Banjir yang terjadi di Desa Keisio, Kecamatan lalolae Foto: Dekri

TIRAWUTA, KORAN SULTRA– Hujan lebat yang melanda Kolaka Timur selama dua jam, Minggu (28/5/2017) siang hari. Mengakibatkan sejumlah rumah dan ruas jalan di Desa Keisio, Kecamatan Lalolae, Kolaka Timur, Sultra, digenangi air setinggi 75 cm.

Dari keterangan sejumlah warga, air keruh tersebut berasal dari sungai Pundiku, yang ada di pegunungan Desa Keisio. Air tersebut meluap di drenase yang dibuat pemerintah melalui anggaran PNPM tahun 2013 lalu.

“Debit air dari sungai tersebut besar, sedangkan jalur yang air lewati hanya drenase kecil seluas 40 cm,” kata Ahmad warga setempat.

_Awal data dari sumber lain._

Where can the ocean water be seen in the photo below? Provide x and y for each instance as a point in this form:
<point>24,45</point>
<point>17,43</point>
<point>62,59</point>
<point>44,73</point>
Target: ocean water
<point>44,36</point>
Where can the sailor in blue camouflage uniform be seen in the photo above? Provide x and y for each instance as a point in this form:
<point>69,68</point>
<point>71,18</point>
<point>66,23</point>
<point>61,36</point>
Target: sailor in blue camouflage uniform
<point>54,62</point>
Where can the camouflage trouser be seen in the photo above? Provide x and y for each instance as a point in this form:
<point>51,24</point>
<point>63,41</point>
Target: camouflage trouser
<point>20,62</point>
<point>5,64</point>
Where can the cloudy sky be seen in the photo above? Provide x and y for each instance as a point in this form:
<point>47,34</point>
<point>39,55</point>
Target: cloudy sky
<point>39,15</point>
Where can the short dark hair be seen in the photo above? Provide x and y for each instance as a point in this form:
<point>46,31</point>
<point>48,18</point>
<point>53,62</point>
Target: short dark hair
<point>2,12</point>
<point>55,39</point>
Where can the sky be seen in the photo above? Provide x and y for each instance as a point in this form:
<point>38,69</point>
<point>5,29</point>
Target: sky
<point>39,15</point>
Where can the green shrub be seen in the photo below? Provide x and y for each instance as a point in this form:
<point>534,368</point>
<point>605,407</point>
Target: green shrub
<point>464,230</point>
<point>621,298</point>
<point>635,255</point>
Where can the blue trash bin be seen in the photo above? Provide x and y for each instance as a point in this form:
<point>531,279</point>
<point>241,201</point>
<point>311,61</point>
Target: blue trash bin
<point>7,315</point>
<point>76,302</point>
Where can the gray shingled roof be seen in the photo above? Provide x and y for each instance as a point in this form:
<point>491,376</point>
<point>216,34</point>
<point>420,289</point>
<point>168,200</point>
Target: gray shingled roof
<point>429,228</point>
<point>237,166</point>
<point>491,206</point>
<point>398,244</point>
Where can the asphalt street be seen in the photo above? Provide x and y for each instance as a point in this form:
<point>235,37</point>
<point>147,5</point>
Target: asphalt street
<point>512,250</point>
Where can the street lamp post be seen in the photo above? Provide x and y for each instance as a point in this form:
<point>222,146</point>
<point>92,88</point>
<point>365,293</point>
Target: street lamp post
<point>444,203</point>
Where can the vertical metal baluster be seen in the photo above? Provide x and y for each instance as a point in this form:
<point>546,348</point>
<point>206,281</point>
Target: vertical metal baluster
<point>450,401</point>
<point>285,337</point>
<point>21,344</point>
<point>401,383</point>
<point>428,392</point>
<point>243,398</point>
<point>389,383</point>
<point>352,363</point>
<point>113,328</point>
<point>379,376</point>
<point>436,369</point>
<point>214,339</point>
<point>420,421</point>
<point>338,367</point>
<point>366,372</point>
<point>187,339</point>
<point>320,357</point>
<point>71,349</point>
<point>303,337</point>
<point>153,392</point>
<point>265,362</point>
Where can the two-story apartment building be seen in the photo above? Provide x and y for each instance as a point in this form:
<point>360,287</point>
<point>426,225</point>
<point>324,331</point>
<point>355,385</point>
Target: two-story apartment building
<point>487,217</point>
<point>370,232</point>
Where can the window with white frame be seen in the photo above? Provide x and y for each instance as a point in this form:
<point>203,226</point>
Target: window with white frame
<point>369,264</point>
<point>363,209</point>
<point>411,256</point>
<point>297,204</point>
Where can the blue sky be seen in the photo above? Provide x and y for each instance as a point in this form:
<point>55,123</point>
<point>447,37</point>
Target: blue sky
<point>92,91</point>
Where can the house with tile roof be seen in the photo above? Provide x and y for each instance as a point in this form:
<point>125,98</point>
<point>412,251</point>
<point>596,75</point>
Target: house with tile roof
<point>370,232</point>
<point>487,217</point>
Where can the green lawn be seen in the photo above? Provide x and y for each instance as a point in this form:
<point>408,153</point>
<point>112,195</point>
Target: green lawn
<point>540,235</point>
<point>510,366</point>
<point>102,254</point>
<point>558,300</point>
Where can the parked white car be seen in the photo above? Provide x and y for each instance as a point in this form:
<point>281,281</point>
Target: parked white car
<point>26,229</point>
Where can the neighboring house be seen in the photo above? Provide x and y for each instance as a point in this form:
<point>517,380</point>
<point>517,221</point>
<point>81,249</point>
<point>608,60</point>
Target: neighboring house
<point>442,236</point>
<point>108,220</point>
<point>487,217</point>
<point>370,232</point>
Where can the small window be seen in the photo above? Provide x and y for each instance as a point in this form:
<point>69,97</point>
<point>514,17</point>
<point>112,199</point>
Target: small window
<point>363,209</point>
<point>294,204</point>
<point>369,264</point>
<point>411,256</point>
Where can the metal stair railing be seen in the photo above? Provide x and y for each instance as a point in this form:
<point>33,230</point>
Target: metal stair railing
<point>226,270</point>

Sehingga kata Ahmad, air tersebut meluap hingga kepemukiman warga.

Kepala Desa Keisio Wahid, menyebutkan setidaknya ada empat rumah warga yang digenangi air setinggi 75 cm.

Banjir yang terjadi di Desa Keisio, Kecamatan lalolae Foto: Dekri

“Air langsung meluap ke rumah warga. Sebab, debit air dari sungai tersebut lumayan besar,” katanya.

Sebelum masuk ke kediaman warga, kata Wahid, air tersebut melintasi jalan poros provinsi selama beberapa jam.

Kata Wahid, air tersebut selalu meluap setiap musim penghujan tiba. Hal itu diakibatkan drenase dan deker di desa itu sangat sempit, yang tidak sesuai dengan debit air.

“Drenase nya hanya 40 cm, itupun sudah mulai retak akibat air deras yang selalu melintas ketika musim penghujan,” ujarnya.

Dikatakannya, pihaknya seringkali mengusulkan untuk diperbaiki dan diperluas drenase tersebut. Namun, hingga saat ini belum ada titik terang dari pemerintah.

“Seingkali saya angkat persoalan ini saat musrembang. Agar secepatnya diperbaiki. Tapi, hingga saat ini pihak terkait tak kunjung memperbaikinya,” ungkapnya.

Air meluap hingga ke jalan poros Provinsi Foto: Dekri

Warga bisa aman kata Wahid, jika drenase tersebut diperbaiki. “Setidaknya diperluas dua meter setengah, kemudian ditambah dalamnya satu stengah meter,” katanya.

Kerugian warga atas kejadian tersebut kata Wahid, ditapsir sekitar puluhan juta rupiah.

“Semoga pemerintah bisa memperbaiki. Supaya rumah warga tidak digenangi air saat musim penghujan,” harapnya.